ECLI:NL:RBDHA:2023:20198

Rechtbank Den Haag

Datum uitspraak
20 december 2023
Publicatiedatum
20 december 2023
Zaaknummer
NL23.36381 en NL23.36385
Instantie
Rechtbank Den Haag
Type
Uitspraak
Procedures
  • Voorlopige voorziening
Vindplaatsen
  • Rechtspraak.nl
AI samenvatting door LexboostAutomatisch gegenereerd

Afwijzing van verzoeken om voorlopige voorziening in asielzaken met betrekking tot Dublin-regelgeving

Op 20 december 2023 heeft de voorzieningenrechter van de Rechtbank Den Haag uitspraak gedaan in de zaken NL23.36381 en NL23.36385, waarin verzoekers, van Mongolische nationaliteit, een voorlopige voorziening vroegen in verband met hun aanvragen voor een verblijfsvergunning asiel. De verzoekers, vertegenwoordigd door hun gemachtigde mr.

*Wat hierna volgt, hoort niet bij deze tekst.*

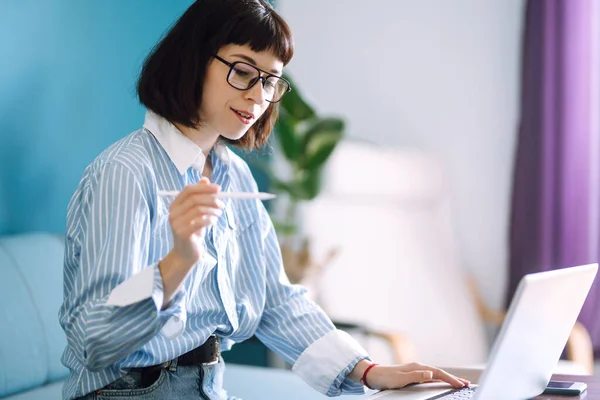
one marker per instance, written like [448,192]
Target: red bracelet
[363,380]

M.R. van der Pol, hadden tegen besluiten van de Staatssecretaris van Justitie en Veiligheid beroep ingesteld, omdat deze de aanvragen niet in behandeling had genomen op de grond dat Duitsland verantwoordelijk was voor de behandeling van de asielverzoeken.

De voorzieningenrechter heeft op basis van artikel 8:83, derde lid, van de Algemene wet bestuursrecht (Awb) uitspraak gedaan zonder zitting. In een eerdere uitspraak op dezelfde dag, met de zaaknummers NL23.36380 en NL23.36384, heeft de rechtbank al uitspraak gedaan op de beroepen van de verzoekers. Hierdoor was er geen noodzaak meer voor een voorlopige voorziening, en heeft de voorzieningenrechter de verzoeken om voorlopige voorziening afgewezen.

De voorzieningenrechter heeft ook geoordeeld dat er geen aanleiding is voor een proceskostenveroordeling. De uitspraak is gedaan door mr. J.Y.B. Jansen, in aanwezigheid van griffier Z.P. de Wilde, en is openbaar gemaakt via een geanonimiseerde publicatie op rechtspraak.nl. Tegen deze uitspraak staat geen hoger beroep of verzet open.

Uitspraak

RECHTBANK DEN HAAG

Zittingsplaats Groningen
Bestuursrecht
zaaknummers: NL23.36381 en NL23.36385

uitspraak van de voorzieningenrechter in de zaken tussen

[naam] , verzoeker,

geboren op [geboortedatum] ,
V-nummer: [V-nummer] ,
[naam 2], verzoekster,
geboren op [geboortedatum 2] ,
V-nummer: [V-nummer 2] ,
mede namens hun minderjarige kinderen:
[naam 3], geboren op [geboortedatum 3] , V-nummer: [V-nummer 3] ,
[naam 4], geboren op [geboortedatum 4] , V-nummer: 293.7543.895,
allen van Mongolische nationaliteit,
hierna samen: verzoekers,
(gemachtigde: mr. M.R. van der Pol),
en

de Staatssecretaris van Justitie en Veiligheid, de staatssecretaris.

Procesverloop

Bij besluiten van 17 november 2023 (de bestreden besluiten) heeft de staatssecretaris de aanvragen van verzoekers tot het verlenen van een verblijfsvergunning asiel voor bepaalde tijd niet in behandeling genomen op de grond dat Duitsland verantwoordelijk is voor de behandeling daarvan.
Verzoekers hebben tegen de bestreden besluiten beroep ingesteld. Zij hebben verder de voorzieningenrechter verzocht om een voorlopige voorziening te treffen.

Overwegingen

De voorzieningenrechter doet op grond van artikel 8:83, derde lid, van de Algemene wet bestuursrecht (Awb) uitspraak zonder zitting.
Bij uitspraak van vandaag, zaaknummers NLNL23.36380 en NL23.36384, heeft de rechtbank uitspraak gedaan op de beroepen. Een voorlopige voorziening is daarom niet meer nodig. De voorzieningenrechter wijst de verzoeken om die reden af.
Voor een proceskostenveroordeling bestaat geen aanleiding.
Beslissing
De voorzieningenrechter wijst de verzoeken om voorlopige voorziening af.
Deze uitspraak is gedaan door mr. J.Y.B. Jansen, voorzieningenrechter, in aanwezigheid van Z.P. de Wilde, griffier en openbaar gemaakt door middel van geanonimiseerde publicatie op rechtspraak.nl.
De uitspraak is bekendgemaakt op:
Rechtsmiddel
Tegen deze uitspraak staat geen hoger beroep of verzet open.